“Theo,” she said, smiling thinly. “So I actually get to meet your friend Theo?”
“Yes. Theo’s driving.”
“Loved his interview with Faith Corso. That crack about the rot-in-hell snuggies was hilarious.”
“Yeah, he’s a real stitch.”
“He seems totally my type.”
“Theo is nobody’s type.”
“That’s exactly my type.”
Jack drew a breath, then let it out. “Sydney, let me give you some fatherly advice.”
“You’re not old enough to be my father.”
“Yeee . . . almost. Let’s call it friendly advice. You need to keep a low profile when you get out.”
“You think I don’t know that?”
“I don’t mean just for a week, or even a month. It’s going to take a long time for this craziness to subside. The first photograph of you in a club having a good time is going to be worth a hundred thousand dollars.”
“So that’s no B.S. from Faith Corso? Someone is actually willing to pay me a hundred thousand dollars for my picture?”
“No, they won’t pay you a thing. They’ll pay the photographer who snaps the picture.”
She pursed her lips, then an idea came. “I know. Your buddy Theo’s a bartender, right? We go to his bar, you snap the picture, and we split the hundred grand.”
“No.”
“Why not?”
“First of all, I’m not interested. Second, as things stand right now, I would say that I’m concerned about your safety, but we can manage it. The moment this trial puts ten cents in your pocket, it’s a different story.”
“How do you mean?”
“Let me be clear. No magazine can pay you enough for a photo, no publisher can pay you enough for a book, no movie studio can pay you enough for the film rights to cover the costs of the security you will need if Faith Corso tells her viewers that you’ve turned the murder of your daughter into personal profit.”
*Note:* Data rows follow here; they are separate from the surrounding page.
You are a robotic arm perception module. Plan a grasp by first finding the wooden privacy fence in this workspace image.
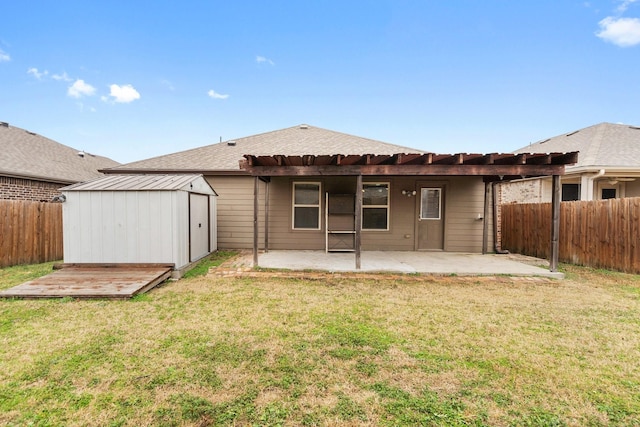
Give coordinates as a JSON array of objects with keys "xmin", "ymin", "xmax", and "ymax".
[
  {"xmin": 501, "ymin": 197, "xmax": 640, "ymax": 273},
  {"xmin": 0, "ymin": 200, "xmax": 63, "ymax": 267}
]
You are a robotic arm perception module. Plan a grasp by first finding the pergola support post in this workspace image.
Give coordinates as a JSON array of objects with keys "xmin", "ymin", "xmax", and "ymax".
[
  {"xmin": 253, "ymin": 176, "xmax": 260, "ymax": 267},
  {"xmin": 355, "ymin": 175, "xmax": 362, "ymax": 270},
  {"xmin": 482, "ymin": 182, "xmax": 495, "ymax": 255},
  {"xmin": 549, "ymin": 175, "xmax": 560, "ymax": 272}
]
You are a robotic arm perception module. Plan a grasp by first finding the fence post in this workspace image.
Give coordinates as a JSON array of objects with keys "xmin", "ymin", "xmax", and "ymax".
[{"xmin": 549, "ymin": 175, "xmax": 560, "ymax": 272}]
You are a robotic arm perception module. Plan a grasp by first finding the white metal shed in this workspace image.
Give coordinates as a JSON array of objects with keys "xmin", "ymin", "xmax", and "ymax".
[{"xmin": 61, "ymin": 175, "xmax": 217, "ymax": 276}]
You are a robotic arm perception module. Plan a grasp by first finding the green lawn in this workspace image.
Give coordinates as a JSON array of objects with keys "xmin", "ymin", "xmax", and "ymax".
[{"xmin": 0, "ymin": 256, "xmax": 640, "ymax": 426}]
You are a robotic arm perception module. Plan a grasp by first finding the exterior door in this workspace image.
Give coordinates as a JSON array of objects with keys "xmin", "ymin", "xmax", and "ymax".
[
  {"xmin": 189, "ymin": 193, "xmax": 209, "ymax": 261},
  {"xmin": 417, "ymin": 187, "xmax": 444, "ymax": 250}
]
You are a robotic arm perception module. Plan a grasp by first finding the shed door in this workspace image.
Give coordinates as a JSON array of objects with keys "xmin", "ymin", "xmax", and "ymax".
[
  {"xmin": 189, "ymin": 193, "xmax": 210, "ymax": 261},
  {"xmin": 418, "ymin": 187, "xmax": 444, "ymax": 250}
]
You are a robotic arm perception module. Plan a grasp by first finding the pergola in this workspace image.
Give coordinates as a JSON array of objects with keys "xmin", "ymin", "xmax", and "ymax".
[{"xmin": 240, "ymin": 152, "xmax": 578, "ymax": 272}]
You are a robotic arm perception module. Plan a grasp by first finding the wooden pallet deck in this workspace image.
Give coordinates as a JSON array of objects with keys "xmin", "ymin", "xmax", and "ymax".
[{"xmin": 0, "ymin": 264, "xmax": 173, "ymax": 299}]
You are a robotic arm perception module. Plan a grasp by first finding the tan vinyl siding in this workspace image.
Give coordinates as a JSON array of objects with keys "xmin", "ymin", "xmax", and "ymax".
[
  {"xmin": 206, "ymin": 176, "xmax": 265, "ymax": 249},
  {"xmin": 264, "ymin": 177, "xmax": 491, "ymax": 253},
  {"xmin": 269, "ymin": 177, "xmax": 324, "ymax": 250},
  {"xmin": 362, "ymin": 177, "xmax": 418, "ymax": 251},
  {"xmin": 624, "ymin": 182, "xmax": 640, "ymax": 197},
  {"xmin": 444, "ymin": 177, "xmax": 484, "ymax": 253}
]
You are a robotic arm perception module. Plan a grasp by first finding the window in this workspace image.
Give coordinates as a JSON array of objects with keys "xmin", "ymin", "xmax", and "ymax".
[
  {"xmin": 362, "ymin": 183, "xmax": 389, "ymax": 230},
  {"xmin": 293, "ymin": 182, "xmax": 320, "ymax": 230},
  {"xmin": 420, "ymin": 188, "xmax": 442, "ymax": 219},
  {"xmin": 562, "ymin": 184, "xmax": 580, "ymax": 202},
  {"xmin": 601, "ymin": 188, "xmax": 616, "ymax": 200}
]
Sydney gripped the table’s edge. “I didn’t kill my daughter.”
“We didn’t prove that.”
“I’m not supposed to have to prove it.”
“That’s true. That’s why you’re about to be a free woman.”
“Free enough to work for free? Is that it?”
“I didn’t say you can’t work for a living.”
“Who’s going to hire me? Other than a porn king?”
Those calls had already come to Jack’s office. “Don’t go that route.”
“I may have no choice. In two days I have to pay rent, eat, just like everyone else.”
“This will pass with time.”
“When?”
“That’s up to you. It could be never, if you become the poster child for taking blood money.”
The words made her cringe. “I don’t get that term, ‘blood money.’ On The Sopranos that was what a hit man got for a contract killing.”
“It’s one of those terms that has gotten away from its original meaning. Technically, blood money is what a murderer pays to compensate the victim’s family.”
“Perfect. TV murdered my daughter. Over and over, day after day. They can pay me for the rights to the made-for-TV movie. All nice and legal. Blood money. You can cut the deal.”
“I’m not cutting any deals.”
He said it with finality, no room for negotiation—which elicited a cold glare from Sydney. She suddenly didn’t look like a teenager in pajamas anymore. Reporters who had watched their interaction in the courtroom and described similar expressions as “pouty” had no idea what the real Sydney was like.
“Then I’ll find someone who will,” she fired back.
Jack let her simmer, but she wasn’t cooling down.
Sydney rose. “Are we done, Jack?”
“We haven’t really covered the whole plan for Saturday night.”
She walked to the green metal door and knocked for the guard. “I don’t care about the fucking plan,” she said, not even trying to get her temper under control. “Just do your job and get me out of here.”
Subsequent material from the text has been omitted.